Each person perceives, experiences, and interprets the world and its events in accord with their own predominant level of consciousness. … each level tends to be self-reinforcing … this process results in what is best described as ‘paradigm allegiance’ or the presumption that one’s own personal perceived/experienced world represents ‘reality’ (Protagorars’s error as pointed out by Plato). 
 
… For comfort and mental reinforcement, people seek for agreement and thus tend to congregate with others who share the same paradigm or worldview…
Paradigm thus predetermines the range of possible experiences or discoveries and is a factor about which the ordinary consciousness is unaware.

The World is Not a Trap

To survive, the ego has to believe it is real, and that it has a separate, independent existence…
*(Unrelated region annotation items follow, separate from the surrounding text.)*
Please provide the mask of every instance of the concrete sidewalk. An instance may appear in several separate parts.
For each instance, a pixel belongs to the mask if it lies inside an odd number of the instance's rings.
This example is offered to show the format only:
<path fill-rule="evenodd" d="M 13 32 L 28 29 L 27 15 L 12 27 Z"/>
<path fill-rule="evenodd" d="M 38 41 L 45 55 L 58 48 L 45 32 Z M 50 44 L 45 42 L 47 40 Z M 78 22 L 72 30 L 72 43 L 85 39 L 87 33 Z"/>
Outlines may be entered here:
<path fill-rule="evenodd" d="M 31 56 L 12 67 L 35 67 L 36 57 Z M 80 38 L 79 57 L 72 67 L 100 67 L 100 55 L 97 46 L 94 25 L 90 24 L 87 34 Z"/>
At some point, the illusion breaks down and the opening for the start of the spiritual quest commences. The quest turns from without to within and the search for answers begins. With good fortune, one comes upon the teachings of true enlightenment…
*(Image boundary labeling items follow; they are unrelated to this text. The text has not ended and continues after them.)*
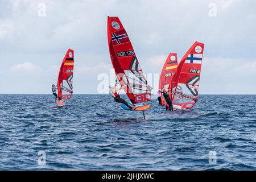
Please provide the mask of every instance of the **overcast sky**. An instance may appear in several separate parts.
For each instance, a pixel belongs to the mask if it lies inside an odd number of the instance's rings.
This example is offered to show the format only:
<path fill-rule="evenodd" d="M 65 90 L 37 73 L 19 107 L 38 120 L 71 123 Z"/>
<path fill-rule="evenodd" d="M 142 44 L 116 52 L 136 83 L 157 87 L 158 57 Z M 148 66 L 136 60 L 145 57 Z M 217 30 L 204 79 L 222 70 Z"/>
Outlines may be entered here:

… Does spiritual commitment mean one has to give up the world? No, of course not. It means merely that worldly life needs to be recontextualized, restructured, and envisioned differently. It is not the world that is a trap, but one’s attachment to it, along with one’s observations that cloud the search for Truth.

Unload the Mind

Spiritual evolution is supported by education and information up to the point where the intellect is no longer a primary tool as it is in ordinary learning. The spiritual ‘work’ then transitions from the mental/intellectual/conceptual linear to the nonlinear region of human consciousness that relates more to context than to content and form or data. This major shift entails reliance on different qualities, such as faith, intention, devotion, volition, and will. Character traits are called into action, and attitudes are of greater practical use than specific ideas.
 
Whereas ordinary information is ‘acquired’ by effort, in spiritual endeavor the emphasis is on relinquishing, letting go, and surrendering.
 
… the core of spiritual work is aligned with undoing of and the unloading of the mind rather than its enrichment. To seek Enlightenment is major decision. The decision itself is akin to a ‘Yin” posture.  While the ordinary ego is programmed to ‘getting’, spiritual intention now shifts to ‘allowing’… The actual process is innately simple yet challenging of accomplishment by virtue of the innate structure of the ego/mind…
 
… Its actual practice is not so much a matter of ‘doing’ but a way of ‘being’ or aligning with the subjective awareness of life.
 
… Whereas the consciousness level of the witness/observer increases awareness, the ego watches with the expectation of ‘doing’ or ‘getting’ something.
 
… The field is independent of content.”
 
– Dr. David R. Hawkins, Discovery of the Presence of God p. 61-67

The Spiritual Will

Spiritual motivation, intention, and alignment could be likened to changing the magnetic or gravitational field of influence by which context is shifted, revealing a different understanding. For example, a presumed loss becomes recontextualized as a hidden gain (greater freedom, opening of opportunities and choices, etc.).

… The Spiritual Will is not like the ego’s understanding of will as ‘willpower’, which means emotional force with clenched teeth of exertion and increased emotionality. The ego-driven will takes energy and is taxing. It could actually be understood as a form of aggression. In contrast, invoking the Spiritual Will is like opening floodgates and then standing back. The ego/will contextualizes events in terms of cause and effect in which the personal self-will claims credit or blame because it sees itself as a causal agent. In contrast, the Spiritual Will is not personal but is a quality of consciousness that changes context by surrender to an invitation to the power of the Self.

The Spiritual Will, invited by complete surrender, is thus capable of performing the seeming ‘miraculous’, whereas the personal will, paradoxically, often automatically triggers resistances, as anyone knows who has tried personal ‘willpower’ to overcome even minor habits.

… Surrender of the personal will to the Will (Wisdom) of God (or Providence, Higher Power) signifies relinquishment of control. One can expect the ego to resist doing so, and it invents excuses, counter arguments, and multiple fears in order to maintain illusory control. The ego’s positions are reinforced by pride as well as desire for specific results. Thus, to the ego, to step back and invite the intervention of Divinity seems like a loss, whereas, to the Spirit, it is definitely a win.

From Discovery of the Presence of God: Devotional Nonduality p. 64-66

All Reality is Subjective

Q: Is there not a difference between an objective and a subjective reality?

A: All reality is subjective.  Every other position is an illusion based on duality.  The subjective and objective are one and the same, just different descriptions from different points of perception, duration, description, form, or measurement.  All such attributes are those of perception itself, which is, by its very nature, transitory, arbitrary, limited, illusory, and dualistic.